A single WAL edit goes through the following steps when it is replicated to a slave cluster:

  1. An HBase client uses a Put or Delete operation to manipulate data in HBase.

  2. The RegionServer writes the request to the WAL in such a way that it can be replayed if the write operation is not successful.

  3. If the changed cell corresponds to a column family that is scoped for replication, the edit is added to the queue for replication.

  4. In a separate thread, the edit is read from the log as part of a batch process. Only the KeyValues that are eligible for replication are kept. KeyValues that are eligible for replication are those KeyValues that are:

    • Part of a column family whose schema is scoped GLOBAL

    • Not part of a catalog such as hbase:meta

    • Have not originated from the target slave cluster

    • Have not already been consumed by the target slave cluster

  5. The WAL edit is tagged with the master’s UUID and added to a buffer. When the buffer is full or the reader reaches the end of the file, the buffer is sent to a random RegionServer on the slave cluster.

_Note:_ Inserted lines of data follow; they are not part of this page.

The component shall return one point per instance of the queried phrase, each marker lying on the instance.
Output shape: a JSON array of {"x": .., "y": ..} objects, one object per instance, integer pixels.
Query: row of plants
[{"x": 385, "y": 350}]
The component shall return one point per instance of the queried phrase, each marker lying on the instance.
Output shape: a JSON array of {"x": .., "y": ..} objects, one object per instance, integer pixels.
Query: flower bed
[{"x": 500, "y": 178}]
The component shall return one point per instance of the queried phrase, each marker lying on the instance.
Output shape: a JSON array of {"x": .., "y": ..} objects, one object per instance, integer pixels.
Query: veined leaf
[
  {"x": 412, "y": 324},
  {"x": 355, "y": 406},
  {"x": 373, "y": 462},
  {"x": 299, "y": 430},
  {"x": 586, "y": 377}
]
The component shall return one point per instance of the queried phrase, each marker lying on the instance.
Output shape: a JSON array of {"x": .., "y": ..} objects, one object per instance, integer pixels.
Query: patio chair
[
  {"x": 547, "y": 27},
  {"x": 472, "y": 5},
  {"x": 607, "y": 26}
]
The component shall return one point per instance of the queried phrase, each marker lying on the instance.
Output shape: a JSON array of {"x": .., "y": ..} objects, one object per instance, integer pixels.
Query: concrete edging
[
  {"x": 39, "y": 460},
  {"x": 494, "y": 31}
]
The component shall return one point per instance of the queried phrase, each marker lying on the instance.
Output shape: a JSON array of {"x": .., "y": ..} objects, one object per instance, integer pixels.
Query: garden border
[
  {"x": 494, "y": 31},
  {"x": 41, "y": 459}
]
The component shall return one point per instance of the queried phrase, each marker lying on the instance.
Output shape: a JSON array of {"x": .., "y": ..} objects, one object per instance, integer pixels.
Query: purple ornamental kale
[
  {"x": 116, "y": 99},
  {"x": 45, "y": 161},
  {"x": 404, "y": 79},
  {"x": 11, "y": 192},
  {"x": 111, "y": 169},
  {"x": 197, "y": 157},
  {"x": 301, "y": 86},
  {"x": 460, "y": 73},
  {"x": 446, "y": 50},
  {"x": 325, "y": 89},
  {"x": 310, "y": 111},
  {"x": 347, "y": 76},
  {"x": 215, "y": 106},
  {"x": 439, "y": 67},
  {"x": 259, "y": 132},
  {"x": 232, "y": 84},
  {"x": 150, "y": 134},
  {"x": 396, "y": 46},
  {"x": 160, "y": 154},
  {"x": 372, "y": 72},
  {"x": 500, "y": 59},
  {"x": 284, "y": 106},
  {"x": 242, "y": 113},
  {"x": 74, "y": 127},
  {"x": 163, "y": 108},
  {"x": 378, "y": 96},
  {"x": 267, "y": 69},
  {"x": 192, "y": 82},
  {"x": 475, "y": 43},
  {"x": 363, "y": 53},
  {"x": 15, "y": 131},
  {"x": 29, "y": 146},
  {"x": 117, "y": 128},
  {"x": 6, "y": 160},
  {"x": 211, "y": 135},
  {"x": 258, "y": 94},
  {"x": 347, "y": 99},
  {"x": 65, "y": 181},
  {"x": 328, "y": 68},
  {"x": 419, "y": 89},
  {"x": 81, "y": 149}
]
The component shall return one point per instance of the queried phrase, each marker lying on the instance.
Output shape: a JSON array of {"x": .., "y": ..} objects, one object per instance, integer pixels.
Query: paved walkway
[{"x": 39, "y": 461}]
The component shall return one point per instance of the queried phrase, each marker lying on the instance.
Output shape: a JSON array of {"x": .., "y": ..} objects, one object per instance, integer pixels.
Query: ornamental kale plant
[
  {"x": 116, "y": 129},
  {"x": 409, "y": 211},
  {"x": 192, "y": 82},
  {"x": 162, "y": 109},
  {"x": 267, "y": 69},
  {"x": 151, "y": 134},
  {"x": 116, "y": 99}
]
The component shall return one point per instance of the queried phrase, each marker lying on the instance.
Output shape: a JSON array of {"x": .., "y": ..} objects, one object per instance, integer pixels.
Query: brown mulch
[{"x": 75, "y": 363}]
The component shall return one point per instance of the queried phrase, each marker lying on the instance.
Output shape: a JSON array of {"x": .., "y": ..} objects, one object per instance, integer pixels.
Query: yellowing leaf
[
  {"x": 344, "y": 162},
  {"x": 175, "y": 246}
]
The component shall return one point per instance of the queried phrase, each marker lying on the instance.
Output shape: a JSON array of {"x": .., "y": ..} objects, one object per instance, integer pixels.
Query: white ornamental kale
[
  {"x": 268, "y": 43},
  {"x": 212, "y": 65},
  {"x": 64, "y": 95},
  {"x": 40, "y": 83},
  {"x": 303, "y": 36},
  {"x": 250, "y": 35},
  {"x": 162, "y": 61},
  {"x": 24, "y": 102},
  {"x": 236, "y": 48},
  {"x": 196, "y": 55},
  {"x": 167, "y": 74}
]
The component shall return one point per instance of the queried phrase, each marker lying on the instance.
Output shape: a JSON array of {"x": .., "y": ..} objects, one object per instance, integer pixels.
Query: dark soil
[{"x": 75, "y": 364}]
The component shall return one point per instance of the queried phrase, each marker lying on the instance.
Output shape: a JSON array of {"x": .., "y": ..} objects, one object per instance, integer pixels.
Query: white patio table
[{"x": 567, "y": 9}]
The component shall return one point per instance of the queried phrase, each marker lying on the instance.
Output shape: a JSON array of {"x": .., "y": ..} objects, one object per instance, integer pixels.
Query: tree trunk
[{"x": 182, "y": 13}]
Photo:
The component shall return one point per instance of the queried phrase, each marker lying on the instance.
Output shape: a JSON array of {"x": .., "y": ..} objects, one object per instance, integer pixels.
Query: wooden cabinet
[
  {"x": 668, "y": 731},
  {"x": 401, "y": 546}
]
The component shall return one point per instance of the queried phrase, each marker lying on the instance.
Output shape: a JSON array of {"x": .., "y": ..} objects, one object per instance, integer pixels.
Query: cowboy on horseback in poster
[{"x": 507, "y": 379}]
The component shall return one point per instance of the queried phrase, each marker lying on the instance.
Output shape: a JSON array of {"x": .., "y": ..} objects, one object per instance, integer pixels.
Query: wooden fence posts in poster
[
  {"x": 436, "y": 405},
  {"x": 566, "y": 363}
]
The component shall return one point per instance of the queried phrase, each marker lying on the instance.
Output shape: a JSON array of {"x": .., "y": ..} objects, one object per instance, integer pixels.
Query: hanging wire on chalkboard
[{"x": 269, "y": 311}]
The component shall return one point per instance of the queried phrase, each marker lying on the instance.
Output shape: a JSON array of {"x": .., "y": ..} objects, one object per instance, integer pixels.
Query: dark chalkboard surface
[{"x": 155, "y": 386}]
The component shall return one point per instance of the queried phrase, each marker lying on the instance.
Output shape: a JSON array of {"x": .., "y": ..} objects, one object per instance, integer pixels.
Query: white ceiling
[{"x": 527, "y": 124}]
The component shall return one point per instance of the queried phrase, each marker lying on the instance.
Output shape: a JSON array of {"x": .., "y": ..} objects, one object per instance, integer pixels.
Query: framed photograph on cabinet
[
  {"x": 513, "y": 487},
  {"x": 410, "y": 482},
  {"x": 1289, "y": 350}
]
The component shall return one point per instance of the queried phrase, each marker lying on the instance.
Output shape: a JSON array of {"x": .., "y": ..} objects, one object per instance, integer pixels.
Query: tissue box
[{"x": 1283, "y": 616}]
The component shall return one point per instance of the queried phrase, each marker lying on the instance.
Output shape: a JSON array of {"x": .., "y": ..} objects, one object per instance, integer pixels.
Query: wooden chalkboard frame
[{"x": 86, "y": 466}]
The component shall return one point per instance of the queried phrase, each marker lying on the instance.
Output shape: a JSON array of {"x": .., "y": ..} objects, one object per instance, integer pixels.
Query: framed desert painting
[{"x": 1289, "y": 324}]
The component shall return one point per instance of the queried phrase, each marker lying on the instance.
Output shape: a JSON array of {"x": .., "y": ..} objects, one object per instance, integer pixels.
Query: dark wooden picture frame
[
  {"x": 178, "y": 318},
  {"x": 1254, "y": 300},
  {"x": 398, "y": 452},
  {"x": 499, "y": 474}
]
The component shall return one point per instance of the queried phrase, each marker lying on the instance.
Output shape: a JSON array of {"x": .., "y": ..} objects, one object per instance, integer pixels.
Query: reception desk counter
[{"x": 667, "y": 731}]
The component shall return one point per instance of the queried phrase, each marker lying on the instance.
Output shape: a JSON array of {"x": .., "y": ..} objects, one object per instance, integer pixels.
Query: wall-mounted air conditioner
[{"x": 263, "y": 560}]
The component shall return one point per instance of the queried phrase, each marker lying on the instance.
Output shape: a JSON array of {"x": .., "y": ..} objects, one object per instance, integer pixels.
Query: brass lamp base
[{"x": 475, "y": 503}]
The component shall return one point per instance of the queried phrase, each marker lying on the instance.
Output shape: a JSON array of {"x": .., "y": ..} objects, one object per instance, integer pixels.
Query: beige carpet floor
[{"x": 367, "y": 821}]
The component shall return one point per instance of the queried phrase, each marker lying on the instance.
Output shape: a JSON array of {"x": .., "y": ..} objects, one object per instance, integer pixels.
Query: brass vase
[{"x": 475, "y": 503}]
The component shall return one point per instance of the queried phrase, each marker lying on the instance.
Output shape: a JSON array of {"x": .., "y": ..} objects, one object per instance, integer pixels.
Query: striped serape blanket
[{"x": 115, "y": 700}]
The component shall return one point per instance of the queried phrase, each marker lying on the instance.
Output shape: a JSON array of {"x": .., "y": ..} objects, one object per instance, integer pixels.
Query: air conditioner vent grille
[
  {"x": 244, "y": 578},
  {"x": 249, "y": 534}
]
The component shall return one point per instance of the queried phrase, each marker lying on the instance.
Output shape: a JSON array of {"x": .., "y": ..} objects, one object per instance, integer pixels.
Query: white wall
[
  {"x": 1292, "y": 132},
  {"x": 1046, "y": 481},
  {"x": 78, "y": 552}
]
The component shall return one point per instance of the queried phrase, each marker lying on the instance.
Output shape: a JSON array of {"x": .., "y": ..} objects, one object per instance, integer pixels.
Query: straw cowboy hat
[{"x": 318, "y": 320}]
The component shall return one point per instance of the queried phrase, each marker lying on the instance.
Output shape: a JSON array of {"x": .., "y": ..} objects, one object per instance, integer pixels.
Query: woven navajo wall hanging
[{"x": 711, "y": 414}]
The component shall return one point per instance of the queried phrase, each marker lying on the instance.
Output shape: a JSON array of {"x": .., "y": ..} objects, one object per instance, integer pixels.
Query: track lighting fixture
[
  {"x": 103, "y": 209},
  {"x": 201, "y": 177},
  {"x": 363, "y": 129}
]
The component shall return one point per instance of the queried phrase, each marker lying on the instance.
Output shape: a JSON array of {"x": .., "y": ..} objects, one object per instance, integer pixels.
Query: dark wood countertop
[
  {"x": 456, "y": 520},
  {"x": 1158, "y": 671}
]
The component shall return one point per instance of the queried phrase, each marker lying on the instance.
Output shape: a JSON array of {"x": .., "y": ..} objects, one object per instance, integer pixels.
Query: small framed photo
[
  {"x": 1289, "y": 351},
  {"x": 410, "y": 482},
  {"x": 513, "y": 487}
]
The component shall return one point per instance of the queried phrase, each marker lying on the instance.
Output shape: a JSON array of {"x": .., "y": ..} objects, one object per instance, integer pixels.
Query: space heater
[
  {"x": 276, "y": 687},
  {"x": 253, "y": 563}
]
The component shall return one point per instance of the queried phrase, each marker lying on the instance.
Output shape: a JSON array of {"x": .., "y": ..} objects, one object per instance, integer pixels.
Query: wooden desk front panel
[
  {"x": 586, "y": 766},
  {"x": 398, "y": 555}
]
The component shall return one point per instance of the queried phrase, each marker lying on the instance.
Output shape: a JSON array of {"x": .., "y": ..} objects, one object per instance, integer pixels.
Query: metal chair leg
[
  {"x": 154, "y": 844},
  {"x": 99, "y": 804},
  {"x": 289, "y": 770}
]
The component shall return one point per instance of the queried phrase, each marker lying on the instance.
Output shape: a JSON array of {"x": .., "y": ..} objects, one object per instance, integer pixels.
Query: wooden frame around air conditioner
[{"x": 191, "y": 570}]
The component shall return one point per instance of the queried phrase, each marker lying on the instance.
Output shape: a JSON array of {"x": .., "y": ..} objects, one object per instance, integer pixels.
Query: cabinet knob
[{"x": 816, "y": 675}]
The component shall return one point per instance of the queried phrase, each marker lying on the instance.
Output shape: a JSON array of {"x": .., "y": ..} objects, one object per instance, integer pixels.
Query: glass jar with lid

  6. The RegionServer reads the edits sequentially and separates them into buffers, one buffer per table. After all edits are read, each buffer is flushed using Table, the HBase client. The UUID of the master RegionServer and the UUIDs of the slaves, which have already consumed the data, are preserved in the edits when they are applied. This prevents replication loops.

  7. The offset for the WAL that is currently being replicated in the master is registered in ZooKeeper.

  8. The edit is inserted as described in Steps 1, 2, and 3.

  9. In a separate thread, the RegionServer reads, filters, and edits the log edits as described in Step 4. The slave RegionServer does not answer the RPC call.

  10. The master RegionServer sleeps and tries again. The number of attempts can be configured.

  11. If the slave RegionServer is still not available, the master selects a new subset of RegionServers to replicate to, and tries again to send the buffer of edits.

  12. Meanwhile, the WALs are rolled and stored in a queue in ZooKeeper. Logs that are archived by their RegionServer (by moving them from the RegionServer log directory to a central log directory) update their paths in the in-memory queue of the replicating thread.

  13. When the slave cluster is finally available, the buffer is applied in the same way as during normal processing. The master RegionServer then replicates the backlog of logs that accumulated during the outage.